-
181. Data: 2011-10-25 17:35:44
Temat: Re: ..mamy ograniczenie do 70 km/godz. i ktoś jedzie lewym pasem z maksymalną...
Od: John Kołalsky <j...@k...invalid>
Użytkownik "Arek" <a...@a...pl>
>>>>> Tak, masz rację - _formalnie_ ten zapis nie podnosi ograniczeń.
>>>>> Natomiast _faktycznym_ skutkiem tego zapisu jest ich podniesienie.
>>>> Skutkiem nadinterpretacji.
>>> Skutkiem faktycznym.
>>
>> Nie postępujesz zgodnie z przepisami, ale formalnie nie zostajesz za to
>> ukarany. Traktowanie tego jako dozwolone +10 to zwykła nadinterpretacja.
>
> Postępujesz zgodnie z przepisami jak uda Ci się zachować prędkość w
> granicach błędu. Ten błąd to właśnie +10km/h.
Ależ Ty bredzisz.
-
182. Data: 2011-10-25 17:39:20
Temat: Re: ..mamy ograniczenie do 70 km/godz. i ktoś jedzie lewym pasem z maksymalną...

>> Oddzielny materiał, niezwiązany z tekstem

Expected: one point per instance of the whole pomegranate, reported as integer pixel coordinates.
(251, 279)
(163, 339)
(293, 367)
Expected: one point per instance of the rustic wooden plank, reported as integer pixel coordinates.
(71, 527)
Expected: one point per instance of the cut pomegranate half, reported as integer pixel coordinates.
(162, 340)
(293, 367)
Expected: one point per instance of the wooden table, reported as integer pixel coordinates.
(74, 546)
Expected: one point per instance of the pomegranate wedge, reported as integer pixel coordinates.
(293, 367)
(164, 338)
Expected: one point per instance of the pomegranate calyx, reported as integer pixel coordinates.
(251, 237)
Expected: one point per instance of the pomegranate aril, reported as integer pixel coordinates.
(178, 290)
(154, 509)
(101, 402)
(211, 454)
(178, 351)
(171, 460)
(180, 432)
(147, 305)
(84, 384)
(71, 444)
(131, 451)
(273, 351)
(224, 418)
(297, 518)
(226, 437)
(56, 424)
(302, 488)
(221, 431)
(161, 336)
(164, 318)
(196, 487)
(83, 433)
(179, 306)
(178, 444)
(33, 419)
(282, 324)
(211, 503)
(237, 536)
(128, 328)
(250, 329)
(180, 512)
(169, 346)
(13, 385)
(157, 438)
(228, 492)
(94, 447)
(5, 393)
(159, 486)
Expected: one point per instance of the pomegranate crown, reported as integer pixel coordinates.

Od: John Kołalsky <j...@k...invalid>
Użytkownik "Arek" <a...@a...pl>
>>>> A czym on tak sobie zasłużył na twoje względy? Przez nieuwagę jedzie
>>>> 9km/h za szybko i dlatego trzeba spieprzać sprzed jego maski?

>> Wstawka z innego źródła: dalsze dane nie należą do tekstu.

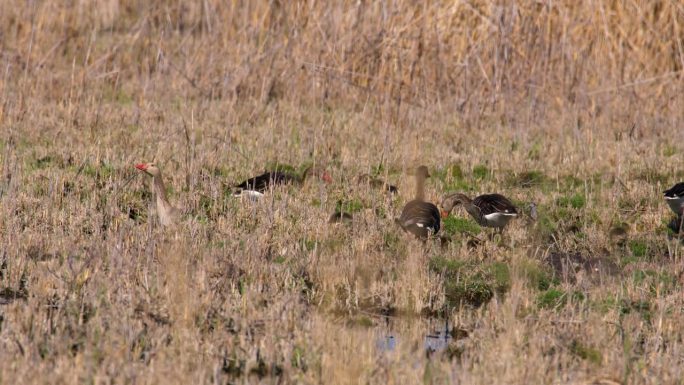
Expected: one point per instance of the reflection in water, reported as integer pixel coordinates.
(437, 336)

>>> Ustawodawca nie wymaga od niego ciągłej obserwacji licznika, bowiem ze
>>> względu na bezpieczeństwo, lepiej aby obserwował również co się dzieje
>>> na drodze.
>>
>> No i słusznie.
>> A teraz napisz, jak skasuje cię policja w przypadku 85/70 - za
>> przekroczenie o 15 czy za przekroczenie o 5?
>
> W tym przypadku przepis został złamany więc policzą zgodnie z
> taryfikatorem. Nie wiem czego tu nie rozumiesz.
Jak jechał 75/75 też został złamany tylko nie było możliwości ukarania. Nie
jedyny przypadek, gdy prawo nie nakłada sankcji.
-
183. Data: 2011-10-25 17:49:37
Temat: Re: ..mamy ograniczenie do 70 km/godz. i ktoś jedzie lewym pasem z maksymalną...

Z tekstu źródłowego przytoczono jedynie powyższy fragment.